Такое описание чепчика вызвало взрыв хохота и восторженных воплей.
— Насмехайтесь как хотите, но отдайте его мне! — взмолилась Мон-Сен-Жан. — Только не бросайте его в сточную канаву, как все остальное… Спасибо, что вы запачкали для меня свои ручки, Певунья, — добавила она с благодарностью.
— А ну-ка дайте мне этот клоунский колпачок! — воскликнула Волчица, выхватив чепчик и с торжеством подбросив его в воздух.
— Молю вас, верните его мне, — попросила Певунья.
— Нет, я отдам его самой Мон-Сен-Жан!
— Что ж, прекрасно.
— О, ха-ха! Стоит ли этого такая тряпка?
— У Мон-Сен-Жан нет ничего, кроме этих тряпок, и у нее нет больше денег, чтобы одеть своего ребенка, и вы должны пожалеть ее, Волчица… — проговорила Лилия-Мария, протягивая руку к несчастному чепчику.

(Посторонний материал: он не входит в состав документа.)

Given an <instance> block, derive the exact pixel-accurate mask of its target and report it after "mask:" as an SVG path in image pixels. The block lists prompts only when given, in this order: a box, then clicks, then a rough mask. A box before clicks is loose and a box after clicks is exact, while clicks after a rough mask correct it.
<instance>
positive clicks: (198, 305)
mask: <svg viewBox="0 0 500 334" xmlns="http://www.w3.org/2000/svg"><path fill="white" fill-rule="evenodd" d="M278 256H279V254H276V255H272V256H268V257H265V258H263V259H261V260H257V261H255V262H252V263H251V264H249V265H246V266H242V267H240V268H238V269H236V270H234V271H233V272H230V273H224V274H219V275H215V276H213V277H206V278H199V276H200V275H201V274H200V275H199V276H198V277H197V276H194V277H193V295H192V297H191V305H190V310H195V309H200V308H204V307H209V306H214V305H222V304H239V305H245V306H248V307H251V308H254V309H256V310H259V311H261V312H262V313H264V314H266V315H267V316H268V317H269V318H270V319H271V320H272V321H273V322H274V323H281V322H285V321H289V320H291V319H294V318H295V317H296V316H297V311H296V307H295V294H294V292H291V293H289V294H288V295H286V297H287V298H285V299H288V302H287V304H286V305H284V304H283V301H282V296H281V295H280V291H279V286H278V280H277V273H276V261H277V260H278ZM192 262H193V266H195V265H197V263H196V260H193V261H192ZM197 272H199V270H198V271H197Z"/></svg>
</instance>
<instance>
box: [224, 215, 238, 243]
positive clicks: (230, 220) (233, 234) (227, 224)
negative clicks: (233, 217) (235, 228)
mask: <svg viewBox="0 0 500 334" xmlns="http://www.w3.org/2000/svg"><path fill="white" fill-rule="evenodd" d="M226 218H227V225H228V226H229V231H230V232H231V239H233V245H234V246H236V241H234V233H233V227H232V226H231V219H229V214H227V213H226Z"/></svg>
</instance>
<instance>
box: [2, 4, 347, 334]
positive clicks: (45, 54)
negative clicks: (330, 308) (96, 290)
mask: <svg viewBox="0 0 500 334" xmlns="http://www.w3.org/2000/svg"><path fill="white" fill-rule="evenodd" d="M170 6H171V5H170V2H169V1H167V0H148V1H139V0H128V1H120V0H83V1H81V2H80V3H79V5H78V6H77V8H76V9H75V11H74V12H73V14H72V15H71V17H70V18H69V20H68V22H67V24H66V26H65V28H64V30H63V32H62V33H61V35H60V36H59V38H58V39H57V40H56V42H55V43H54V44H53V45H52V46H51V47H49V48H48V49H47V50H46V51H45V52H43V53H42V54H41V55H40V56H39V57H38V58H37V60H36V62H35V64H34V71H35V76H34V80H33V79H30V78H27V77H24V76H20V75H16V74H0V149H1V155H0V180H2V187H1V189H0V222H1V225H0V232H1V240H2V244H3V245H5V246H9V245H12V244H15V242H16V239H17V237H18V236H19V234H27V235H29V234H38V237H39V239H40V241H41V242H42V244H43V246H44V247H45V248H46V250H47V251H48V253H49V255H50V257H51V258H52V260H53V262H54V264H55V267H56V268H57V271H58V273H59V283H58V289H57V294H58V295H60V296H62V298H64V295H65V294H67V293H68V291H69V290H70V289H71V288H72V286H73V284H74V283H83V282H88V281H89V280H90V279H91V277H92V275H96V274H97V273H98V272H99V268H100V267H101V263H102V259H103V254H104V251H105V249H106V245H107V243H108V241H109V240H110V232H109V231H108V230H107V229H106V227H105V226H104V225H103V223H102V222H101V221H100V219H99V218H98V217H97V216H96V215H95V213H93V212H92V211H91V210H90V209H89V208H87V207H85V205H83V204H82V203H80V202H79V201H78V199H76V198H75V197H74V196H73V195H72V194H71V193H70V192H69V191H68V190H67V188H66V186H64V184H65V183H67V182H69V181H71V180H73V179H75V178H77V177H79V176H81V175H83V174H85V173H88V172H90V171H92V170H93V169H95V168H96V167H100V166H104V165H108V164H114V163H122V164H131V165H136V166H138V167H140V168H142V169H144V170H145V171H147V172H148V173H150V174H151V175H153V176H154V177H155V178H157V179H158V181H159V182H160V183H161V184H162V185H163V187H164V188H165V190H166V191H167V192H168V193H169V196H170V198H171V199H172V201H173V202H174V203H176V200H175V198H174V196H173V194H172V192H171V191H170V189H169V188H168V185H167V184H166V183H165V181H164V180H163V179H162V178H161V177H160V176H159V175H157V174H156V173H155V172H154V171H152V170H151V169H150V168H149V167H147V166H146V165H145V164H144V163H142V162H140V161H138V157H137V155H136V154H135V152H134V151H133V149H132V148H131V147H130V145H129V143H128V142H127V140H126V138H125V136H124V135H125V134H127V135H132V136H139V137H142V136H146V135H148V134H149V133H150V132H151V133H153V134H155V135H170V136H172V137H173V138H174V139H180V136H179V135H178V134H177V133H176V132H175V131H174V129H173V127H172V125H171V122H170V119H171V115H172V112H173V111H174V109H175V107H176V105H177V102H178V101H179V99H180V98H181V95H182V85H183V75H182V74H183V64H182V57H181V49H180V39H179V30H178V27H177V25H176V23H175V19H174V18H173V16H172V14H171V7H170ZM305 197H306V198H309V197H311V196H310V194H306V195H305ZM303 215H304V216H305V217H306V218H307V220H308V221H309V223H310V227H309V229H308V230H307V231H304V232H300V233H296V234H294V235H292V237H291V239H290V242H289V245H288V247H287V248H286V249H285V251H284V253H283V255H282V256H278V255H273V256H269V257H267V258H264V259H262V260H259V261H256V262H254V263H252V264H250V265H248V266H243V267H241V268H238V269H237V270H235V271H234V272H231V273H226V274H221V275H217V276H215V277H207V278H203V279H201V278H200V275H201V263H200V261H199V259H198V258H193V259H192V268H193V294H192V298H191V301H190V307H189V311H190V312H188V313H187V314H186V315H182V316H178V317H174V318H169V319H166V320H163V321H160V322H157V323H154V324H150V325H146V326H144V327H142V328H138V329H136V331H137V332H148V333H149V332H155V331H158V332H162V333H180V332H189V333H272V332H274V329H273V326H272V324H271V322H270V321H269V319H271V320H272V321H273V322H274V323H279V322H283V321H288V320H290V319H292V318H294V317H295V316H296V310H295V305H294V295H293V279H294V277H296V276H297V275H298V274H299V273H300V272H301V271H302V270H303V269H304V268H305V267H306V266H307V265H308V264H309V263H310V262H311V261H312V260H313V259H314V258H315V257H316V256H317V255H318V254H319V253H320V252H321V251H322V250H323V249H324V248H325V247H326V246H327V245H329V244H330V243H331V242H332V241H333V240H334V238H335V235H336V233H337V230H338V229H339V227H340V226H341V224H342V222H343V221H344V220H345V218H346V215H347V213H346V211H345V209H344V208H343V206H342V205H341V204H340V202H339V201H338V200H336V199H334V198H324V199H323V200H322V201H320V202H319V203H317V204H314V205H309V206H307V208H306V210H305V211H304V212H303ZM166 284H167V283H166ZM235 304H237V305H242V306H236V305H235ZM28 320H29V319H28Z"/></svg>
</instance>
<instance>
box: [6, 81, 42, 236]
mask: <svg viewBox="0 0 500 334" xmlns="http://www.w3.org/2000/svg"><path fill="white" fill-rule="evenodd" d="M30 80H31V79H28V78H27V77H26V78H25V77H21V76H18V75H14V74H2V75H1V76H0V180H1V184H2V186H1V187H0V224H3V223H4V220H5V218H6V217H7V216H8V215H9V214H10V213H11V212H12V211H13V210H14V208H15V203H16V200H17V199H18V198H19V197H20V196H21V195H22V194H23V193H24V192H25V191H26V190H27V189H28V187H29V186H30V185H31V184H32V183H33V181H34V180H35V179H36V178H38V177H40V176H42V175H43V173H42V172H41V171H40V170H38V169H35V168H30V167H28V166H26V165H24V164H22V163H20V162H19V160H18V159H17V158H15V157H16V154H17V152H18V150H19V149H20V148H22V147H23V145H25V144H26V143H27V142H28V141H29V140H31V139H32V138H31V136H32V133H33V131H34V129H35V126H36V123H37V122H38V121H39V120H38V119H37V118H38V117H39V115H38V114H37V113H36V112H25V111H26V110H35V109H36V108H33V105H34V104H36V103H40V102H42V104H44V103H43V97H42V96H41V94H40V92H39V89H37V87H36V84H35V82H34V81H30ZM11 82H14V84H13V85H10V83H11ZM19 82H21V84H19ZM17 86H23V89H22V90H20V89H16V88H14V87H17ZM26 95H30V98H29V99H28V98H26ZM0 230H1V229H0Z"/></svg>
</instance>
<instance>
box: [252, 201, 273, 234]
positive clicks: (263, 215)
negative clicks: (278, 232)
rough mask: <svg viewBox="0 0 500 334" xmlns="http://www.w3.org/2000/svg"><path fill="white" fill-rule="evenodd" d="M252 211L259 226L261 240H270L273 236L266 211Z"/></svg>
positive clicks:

— Вы его не получите! — грубо ответила Волчица. — Что мы, обязаны всегда вам уступать, потому что вы слабее нас всех? Вы этим пользуетесь…
— Какая же честь мне уступать… если бы я была самой сильной, — ответила Певунья с горькой усмешкой и сожалением.
— Нет! Вы хотите снова околдовать нас вашим нежным голоском… Нет, больше этого не получится!
— Послушайте, Волчица, прошу вас…
— Оставьте меня в покое, вы мне надоели!
— Прошу вас…
— Довольно! Не выводи меня из терпения… Я сказала нет, значит, нет! — воскликнула Волчица вне себя от ярости.
— Но сжальтесь над нею… посмотрите, как она плачет!
— А что мне до этого! Тем хуже для нее. Она ведь наша, как это говорится, страдалица за всех!
— Да, в самом деле, правда не надо было отдавать ей ее лоскутки, — загудели арестантки, увлеченные примером Волчицы. — Чем хуже для этой Мон-Сен-Жан, тем лучше!
— Да, вы правы, тем хуже для нее! — ответила Лилия-Мария с горечью. — Она для вас — вроде игрушки… Она смирилась, ее страдания доставляют вам радость… Ее слезы вызывают у вас смех… Вам ведь больше нечем развлечься? Ее можно убить на месте, и она не пожалуется… Да, вы правы, Волчица, это справедливо!.. Несчастная эта женщина никому не сделала зла, она не может защищаться, она одна против всех… Вы ее мучаете, терзаете, — как это достойно и храбро!